Intepirdine Shows No Significant Benefit for Alzheimer Disease
Compared to placebo, patients treated with intepirdine experienced a non-significant improvement in cognition.
Axovant Sciences announced that their investigational treatment for Alzheimer's disease, intepirdine, did not meet its co-primary efficacy endpoints in the Phase 3 MINDSET trial.
The study included patients with mild to moderate Alzheimer's disease on donepezil therapy (n =1315) and compared once-daily oral doses of intepirdine 35mg to placebo over 24 weeks. The co-primary endpoints included changes from baseline in the Alzheimer's Disease Assessment Scale-Cognitive Subscale (ADAS-Cog) and the Alzheimer's Disease Cooperative Study-Activities of Daily Living scale (ADCS-ADL).
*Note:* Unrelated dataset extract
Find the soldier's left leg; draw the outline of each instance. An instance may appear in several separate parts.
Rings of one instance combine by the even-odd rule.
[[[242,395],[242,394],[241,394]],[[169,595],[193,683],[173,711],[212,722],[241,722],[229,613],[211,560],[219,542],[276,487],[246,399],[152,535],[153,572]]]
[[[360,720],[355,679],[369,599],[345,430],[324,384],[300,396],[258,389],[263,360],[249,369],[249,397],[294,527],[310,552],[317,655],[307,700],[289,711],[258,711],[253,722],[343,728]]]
Compared to placebo, patients treated with intepirdine experienced a non-significant improvement in cognition (0.36 ADAS-Cog points; P =.22) and essentially no change in measures of activities of daily living (0.09 ADCS-ADL points; P =.83).
"While we are deeply disappointed by these trial results, we also are saddened for the millions of patients and families impacted by Alzheimer's disease. However, we believe that the fight against Alzheimer's and other important areas of unmet need in neurology is too important to be derailed by this setback," said David Hung, MD, chief executive officer of Axovant.
Intepirdine, a potent 5-HT6 receptor antagonist, is also being investigated in the HEADWAY trial in patients with Lewy body dementia; results from this study are expected at the end of 2017.
Axovant announces negative topline results of intepirdine phase 3 mindset trial in Alzheimer's disease [press release]. Basel, Switzerland: Axovant newsroom; September 26, 2017.